I mean to say..
I have this code ..
import java.io.File;
import java.io.IOException;
import java.nio.charset.Charset;
import java.util.ArrayList;
import java.util.Arrays;
import java.util.Collection;
import java.util.HashSet;
import java.util.Map;
import java.util.Set;
import java.util.List;
import org.apache.hadoop.conf.Configuration;
import org.apache.hadoop.fs.FileSystem;
import org.apache.hadoop.fs.Path;
import org.apache.hadoop.io.SequenceFile;
import org.apache.hadoop.io.Text;
//import org.apache.lucene.util.Attribute;
import org.apache.mahout.common.FileLineIterable;
import org.apache.mahout.common.StringRecordIterator;
import org.apache.mahout.fpm.pfpgrowth.convertors.ContextStatusUpdater;
import
org.apache.mahout.fpm.pfpgrowth.convertors.SequenceFileOutputCollector;
import
org.apache.mahout.fpm.pfpgrowth.convertors.string.StringOutputConverter;
import
org.apache.mahout.fpm.pfpgrowth.convertors.string.TopKStringPatterns;
import org.apache.mahout.fpm.pfpgrowth.fpgrowth.FPGrowth;
//import org.apache.mahout.math.map.OpenLongObjectHashMap;
import org.apache.mahout.common.Pair;
public class DellFPGrowth {
public static void main(String[] args) throws IOException {
Set<String> features = new HashSet<String>();
String input =
"/mnt/hgfs/Hadoop-automation/new-delltransaction.txt";
int minSupport = 1;
int maxHeapSize = 50;//top-k
String pattern = " \"[ ,\\t]*[,|\\t][ ,\\t]*\" ";
Charset encoding = Charset.forName("UTF-8");
FPGrowth<String> fp = new FPGrowth<String>();
String output = "/tmp/output.txt";
Path path = new Path(output);
Configuration conf = new Configuration();
FileSystem fs = FileSystem.get(conf);
SequenceFile.Writer writer = new SequenceFile.Writer(fs, conf, path,
Text.class, TopKStringPatterns.class);
fp.generateTopKFrequentPatterns(
new StringRecordIterator(new FileLineIterable(new
File(input), encoding, false), pattern),
fp.generateFList(
new StringRecordIterator(new FileLineIterable(new
File(input), encoding, false), pattern),
minSupport),
minSupport,
maxHeapSize,
features,
new StringOutputConverter(new
SequenceFileOutputCollector<Text,TopKStringPatterns>(writer)),
new ContextStatusUpdater(null));
writer.close();
List<Pair<String,TopKStringPatterns>> frequentPatterns =
FPGrowth.readFrequentPattern(fs, conf, path);
for (Pair<String,TopKStringPatterns> entry : frequentPatterns) {
System.out.println(entry.getSecond());
}
System.out.print("\nthe end! ");
}
}
How should I compile and run using command line..

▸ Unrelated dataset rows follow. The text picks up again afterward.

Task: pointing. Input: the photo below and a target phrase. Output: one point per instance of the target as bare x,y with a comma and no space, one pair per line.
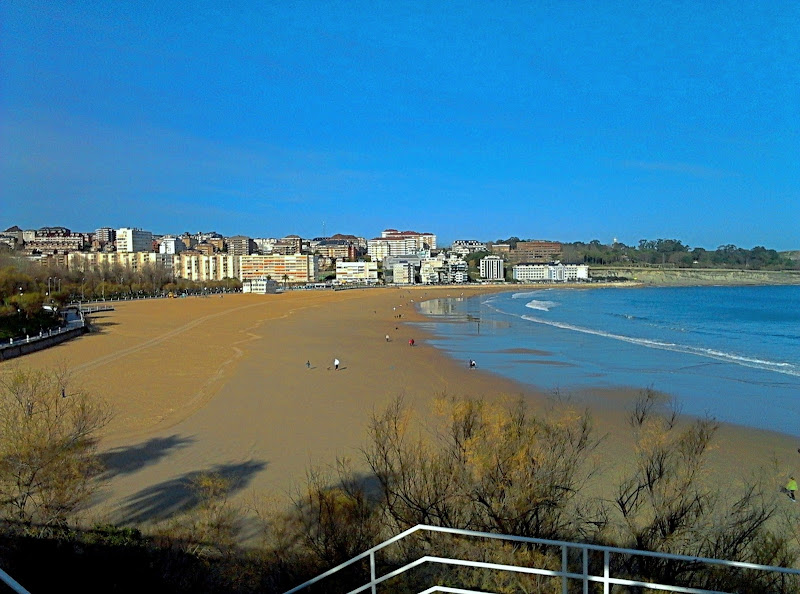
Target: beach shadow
100,327
130,459
173,497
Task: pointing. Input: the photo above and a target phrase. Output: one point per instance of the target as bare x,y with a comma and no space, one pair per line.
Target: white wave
541,305
528,294
777,366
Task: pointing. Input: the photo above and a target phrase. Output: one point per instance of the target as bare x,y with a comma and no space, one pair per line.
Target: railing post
585,570
372,571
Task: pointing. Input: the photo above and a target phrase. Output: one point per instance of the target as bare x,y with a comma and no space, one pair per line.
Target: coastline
240,400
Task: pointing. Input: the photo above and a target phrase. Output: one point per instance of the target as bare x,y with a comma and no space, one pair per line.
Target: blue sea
729,352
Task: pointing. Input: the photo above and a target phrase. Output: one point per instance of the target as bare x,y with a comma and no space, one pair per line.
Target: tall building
170,245
398,243
240,245
134,240
105,235
536,251
492,268
553,272
296,268
464,247
357,272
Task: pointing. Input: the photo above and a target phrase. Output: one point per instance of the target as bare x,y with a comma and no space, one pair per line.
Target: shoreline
222,385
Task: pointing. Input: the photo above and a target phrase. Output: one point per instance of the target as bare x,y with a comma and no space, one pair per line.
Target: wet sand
222,384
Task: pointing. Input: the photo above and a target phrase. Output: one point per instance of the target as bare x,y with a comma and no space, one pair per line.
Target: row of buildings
397,257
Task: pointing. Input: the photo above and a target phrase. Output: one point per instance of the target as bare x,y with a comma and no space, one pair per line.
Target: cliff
693,276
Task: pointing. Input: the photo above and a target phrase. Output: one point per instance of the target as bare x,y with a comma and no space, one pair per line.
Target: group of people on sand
791,486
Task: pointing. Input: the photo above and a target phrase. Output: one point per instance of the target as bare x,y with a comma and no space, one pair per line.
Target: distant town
115,260
262,264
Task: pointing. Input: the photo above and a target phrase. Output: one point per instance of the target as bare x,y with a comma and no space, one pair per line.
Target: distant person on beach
791,487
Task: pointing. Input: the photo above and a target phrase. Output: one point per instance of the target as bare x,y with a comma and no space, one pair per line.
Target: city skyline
560,122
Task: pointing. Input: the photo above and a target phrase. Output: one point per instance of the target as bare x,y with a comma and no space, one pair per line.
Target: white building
134,240
398,243
403,273
357,272
170,245
265,244
260,286
553,272
292,268
202,267
465,247
455,271
492,268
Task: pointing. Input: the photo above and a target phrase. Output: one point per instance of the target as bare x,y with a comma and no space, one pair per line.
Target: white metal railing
12,583
606,579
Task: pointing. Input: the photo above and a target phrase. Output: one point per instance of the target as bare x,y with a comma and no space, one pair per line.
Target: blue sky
551,120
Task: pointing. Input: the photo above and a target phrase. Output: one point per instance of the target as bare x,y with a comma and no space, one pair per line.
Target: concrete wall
22,347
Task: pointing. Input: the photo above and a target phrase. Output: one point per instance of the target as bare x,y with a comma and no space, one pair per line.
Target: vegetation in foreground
491,467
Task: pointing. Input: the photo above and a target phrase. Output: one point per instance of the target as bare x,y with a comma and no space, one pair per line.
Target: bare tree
491,467
668,503
48,439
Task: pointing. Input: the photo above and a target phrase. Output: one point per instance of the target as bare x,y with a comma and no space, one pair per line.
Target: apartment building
552,272
260,286
398,243
135,261
535,251
171,245
132,239
297,268
338,249
491,268
357,272
241,245
403,273
201,267
465,247
105,235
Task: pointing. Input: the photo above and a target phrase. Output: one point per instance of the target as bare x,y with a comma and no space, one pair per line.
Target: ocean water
729,352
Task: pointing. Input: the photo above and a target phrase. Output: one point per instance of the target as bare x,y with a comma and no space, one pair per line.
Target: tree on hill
48,439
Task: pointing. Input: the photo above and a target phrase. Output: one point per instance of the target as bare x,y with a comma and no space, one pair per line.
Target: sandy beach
223,385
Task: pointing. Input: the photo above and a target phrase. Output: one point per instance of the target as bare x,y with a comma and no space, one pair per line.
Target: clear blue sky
551,120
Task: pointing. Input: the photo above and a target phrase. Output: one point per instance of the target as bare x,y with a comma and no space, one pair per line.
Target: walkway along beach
222,385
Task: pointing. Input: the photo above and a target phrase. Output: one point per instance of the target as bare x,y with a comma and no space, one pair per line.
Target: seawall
693,276
23,347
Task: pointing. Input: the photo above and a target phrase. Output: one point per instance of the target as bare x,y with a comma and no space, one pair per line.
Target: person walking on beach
791,487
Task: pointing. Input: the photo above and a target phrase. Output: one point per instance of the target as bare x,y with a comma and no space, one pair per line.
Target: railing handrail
607,550
12,583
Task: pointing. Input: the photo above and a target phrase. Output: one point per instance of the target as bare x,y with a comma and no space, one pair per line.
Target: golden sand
222,384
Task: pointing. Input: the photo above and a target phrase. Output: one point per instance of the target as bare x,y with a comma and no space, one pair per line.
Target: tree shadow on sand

I don't have eclipse on my system. How can I run this code ?
Thanks,
Praveenesh
On Sat, Sep 24, 2011 at 12:40 PM, Danny Bickson <[email protected]>wrote:
> It is very simple: in the root folder you run (for example for k-means:)
> ./bin/mahout kmeans -i ~/usr7/small_netflix_mahout/ -o
> ~/usr7/small_netflix_mahout_output/ --numClusters
> 10 -c ~/usr7/small_netflix_mahout/ -x 10
>
> where ./bin/mahout is used for any mahout application, and the next keyword
> (kmeans in this case) defines the algorithm type.
> The rest of the inputs are algorithm specific.
>
> If you want to add a new application to the existing ones, you need to edit
> conf/driver.classes.props
> file and point into your main class.
>
> Best,
>
> - Danny Bickson
>
> On Sat, Sep 24, 2011 at 9:59 AM, praveenesh kumar <[email protected]
> >wrote:
>
> > Hey,
> > I have this code written using mahout libraries. I am able to run the
> code
> > from eclipse
> > How can I run the code written in mahout from command line ?
> >
> > My question is do I have to make a jar file and run it as hadoop jar
> > jarfilename.jar class
> > or shall I run it using simple java command ?
> >
> > Can anyone solve my confusion ?
> > I am not able to run this code.
> >
> > Thanks,
> > Praveenesh
> >
>